Tyler Cowen proposed a test of the Fable model: have it ask for and produce an answer to a graduate-level microeconomic theory problem. Ben Golub of Northwestern University and Refine implemented this test, but he found all sorts of problems, both substantive and taste-based/contextual, with the problem and solution that Fable gave him. (Ben Golub's post)

Tyler Cowen's Marginal Revolution post proposing a microeconomic theory test for Mythos/Fable.

Ben Golub's X post evaluating the model's qualitative economic reasoning.

In my own domains of expertise I also see the limits to blindly trusting AI on your hardest problems.

Agentic causal inference systems

However, what I think is possible is the creation of agentic systems that take best practices in causal inference and map them out in a decision tree-like structure. This would allow you to evaluate, in a certain situation, exactly which causal approach and which standard error computation approach you ought to take.
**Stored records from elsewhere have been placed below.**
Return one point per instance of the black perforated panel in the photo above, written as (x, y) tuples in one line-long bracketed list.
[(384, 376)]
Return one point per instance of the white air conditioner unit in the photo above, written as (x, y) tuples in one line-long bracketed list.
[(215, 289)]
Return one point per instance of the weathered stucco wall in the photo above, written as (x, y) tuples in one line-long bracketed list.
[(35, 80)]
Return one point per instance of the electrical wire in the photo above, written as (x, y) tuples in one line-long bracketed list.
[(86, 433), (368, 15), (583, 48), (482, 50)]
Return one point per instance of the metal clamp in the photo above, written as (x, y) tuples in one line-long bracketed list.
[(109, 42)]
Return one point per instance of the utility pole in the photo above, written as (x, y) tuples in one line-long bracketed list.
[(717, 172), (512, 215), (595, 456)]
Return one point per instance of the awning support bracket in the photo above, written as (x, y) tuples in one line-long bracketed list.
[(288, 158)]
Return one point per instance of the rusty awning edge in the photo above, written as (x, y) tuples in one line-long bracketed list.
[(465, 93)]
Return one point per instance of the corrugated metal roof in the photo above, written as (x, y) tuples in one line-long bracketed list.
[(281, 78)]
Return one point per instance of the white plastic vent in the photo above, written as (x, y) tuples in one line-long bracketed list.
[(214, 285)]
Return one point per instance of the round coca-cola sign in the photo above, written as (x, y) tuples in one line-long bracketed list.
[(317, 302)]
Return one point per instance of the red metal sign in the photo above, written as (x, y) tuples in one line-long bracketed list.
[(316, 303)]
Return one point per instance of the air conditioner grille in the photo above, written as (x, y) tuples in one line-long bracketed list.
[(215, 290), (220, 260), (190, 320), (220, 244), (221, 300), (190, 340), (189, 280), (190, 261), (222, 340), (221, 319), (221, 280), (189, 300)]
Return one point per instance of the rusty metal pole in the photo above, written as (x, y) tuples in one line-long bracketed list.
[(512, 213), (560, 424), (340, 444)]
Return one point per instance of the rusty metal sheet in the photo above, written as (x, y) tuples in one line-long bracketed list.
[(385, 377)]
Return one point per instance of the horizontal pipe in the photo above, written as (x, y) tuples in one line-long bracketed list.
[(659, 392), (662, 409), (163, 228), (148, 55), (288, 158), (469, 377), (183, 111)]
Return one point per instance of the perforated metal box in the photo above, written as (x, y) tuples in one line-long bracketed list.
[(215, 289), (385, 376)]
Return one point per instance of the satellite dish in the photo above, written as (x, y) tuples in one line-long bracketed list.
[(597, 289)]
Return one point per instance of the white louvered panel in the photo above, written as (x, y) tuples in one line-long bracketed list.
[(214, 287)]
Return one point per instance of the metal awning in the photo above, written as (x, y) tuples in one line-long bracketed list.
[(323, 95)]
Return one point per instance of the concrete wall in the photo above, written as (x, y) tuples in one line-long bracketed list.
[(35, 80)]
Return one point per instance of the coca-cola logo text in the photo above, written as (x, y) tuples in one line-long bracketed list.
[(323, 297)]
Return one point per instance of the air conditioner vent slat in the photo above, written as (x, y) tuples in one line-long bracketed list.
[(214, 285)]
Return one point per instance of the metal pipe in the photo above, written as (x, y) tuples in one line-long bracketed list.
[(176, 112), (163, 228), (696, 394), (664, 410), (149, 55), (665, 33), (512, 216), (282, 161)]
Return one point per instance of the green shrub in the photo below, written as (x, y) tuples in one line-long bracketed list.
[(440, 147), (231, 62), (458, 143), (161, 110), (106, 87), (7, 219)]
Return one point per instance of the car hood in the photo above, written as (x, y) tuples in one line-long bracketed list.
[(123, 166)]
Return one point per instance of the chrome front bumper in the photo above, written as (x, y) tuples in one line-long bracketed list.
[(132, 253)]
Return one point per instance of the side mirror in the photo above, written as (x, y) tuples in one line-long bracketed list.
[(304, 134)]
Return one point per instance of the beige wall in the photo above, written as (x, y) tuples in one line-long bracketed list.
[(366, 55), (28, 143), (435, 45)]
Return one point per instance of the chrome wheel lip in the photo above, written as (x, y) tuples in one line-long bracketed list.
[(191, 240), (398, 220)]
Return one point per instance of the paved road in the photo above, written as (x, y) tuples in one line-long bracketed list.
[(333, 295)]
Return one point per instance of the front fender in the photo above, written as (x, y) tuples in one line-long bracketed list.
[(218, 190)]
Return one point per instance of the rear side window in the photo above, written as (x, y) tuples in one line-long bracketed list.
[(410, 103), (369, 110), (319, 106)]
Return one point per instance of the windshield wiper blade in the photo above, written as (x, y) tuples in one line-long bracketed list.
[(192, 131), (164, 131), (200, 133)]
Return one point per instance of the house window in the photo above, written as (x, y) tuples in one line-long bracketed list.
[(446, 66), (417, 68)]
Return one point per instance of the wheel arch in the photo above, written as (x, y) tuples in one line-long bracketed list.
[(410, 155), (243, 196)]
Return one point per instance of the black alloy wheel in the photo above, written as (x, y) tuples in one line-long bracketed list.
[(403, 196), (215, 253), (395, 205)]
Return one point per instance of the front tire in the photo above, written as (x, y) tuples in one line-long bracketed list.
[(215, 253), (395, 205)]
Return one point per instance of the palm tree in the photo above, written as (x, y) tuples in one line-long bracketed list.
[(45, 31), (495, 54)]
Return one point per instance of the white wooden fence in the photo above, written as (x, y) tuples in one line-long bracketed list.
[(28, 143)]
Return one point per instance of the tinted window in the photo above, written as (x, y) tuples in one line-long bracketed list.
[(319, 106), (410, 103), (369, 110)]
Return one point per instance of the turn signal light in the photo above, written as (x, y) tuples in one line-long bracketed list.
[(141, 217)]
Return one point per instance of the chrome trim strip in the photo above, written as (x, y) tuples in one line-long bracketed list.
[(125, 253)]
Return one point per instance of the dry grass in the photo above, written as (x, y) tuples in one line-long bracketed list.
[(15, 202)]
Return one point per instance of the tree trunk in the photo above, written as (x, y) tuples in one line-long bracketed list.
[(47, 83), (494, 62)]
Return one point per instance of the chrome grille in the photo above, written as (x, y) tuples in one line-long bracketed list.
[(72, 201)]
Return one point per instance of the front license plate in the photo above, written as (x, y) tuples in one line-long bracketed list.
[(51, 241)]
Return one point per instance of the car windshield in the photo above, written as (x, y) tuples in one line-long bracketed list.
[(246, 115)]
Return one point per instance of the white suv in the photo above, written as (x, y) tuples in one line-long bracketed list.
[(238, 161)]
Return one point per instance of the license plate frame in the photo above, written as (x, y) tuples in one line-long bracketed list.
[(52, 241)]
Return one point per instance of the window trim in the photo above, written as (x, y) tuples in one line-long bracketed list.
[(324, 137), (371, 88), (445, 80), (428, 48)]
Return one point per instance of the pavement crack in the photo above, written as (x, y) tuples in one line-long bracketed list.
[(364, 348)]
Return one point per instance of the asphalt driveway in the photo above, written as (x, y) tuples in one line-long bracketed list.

Claude Code asks a researcher to choose among causal inference paths while the researcher checks assumptions.

Now there may be taste-based decisions also to make here. Different researchers, for example, have different opinions on the credibility or usefulness of synthetic control methods. And so you'd have to take a stance.

But I do believe that more automation of applied microeconomics research is possible in a way that is not just creating AI slop and is generally useful.

The Fable model, which Anthropic recently released, is only generally available until June 23. And so what I'm going to be doing, in part, is playing around with the creation of agentic causal systems. If you have a Claude Code subscription, I also recommend that you use Fable on your hardest problems while it's available.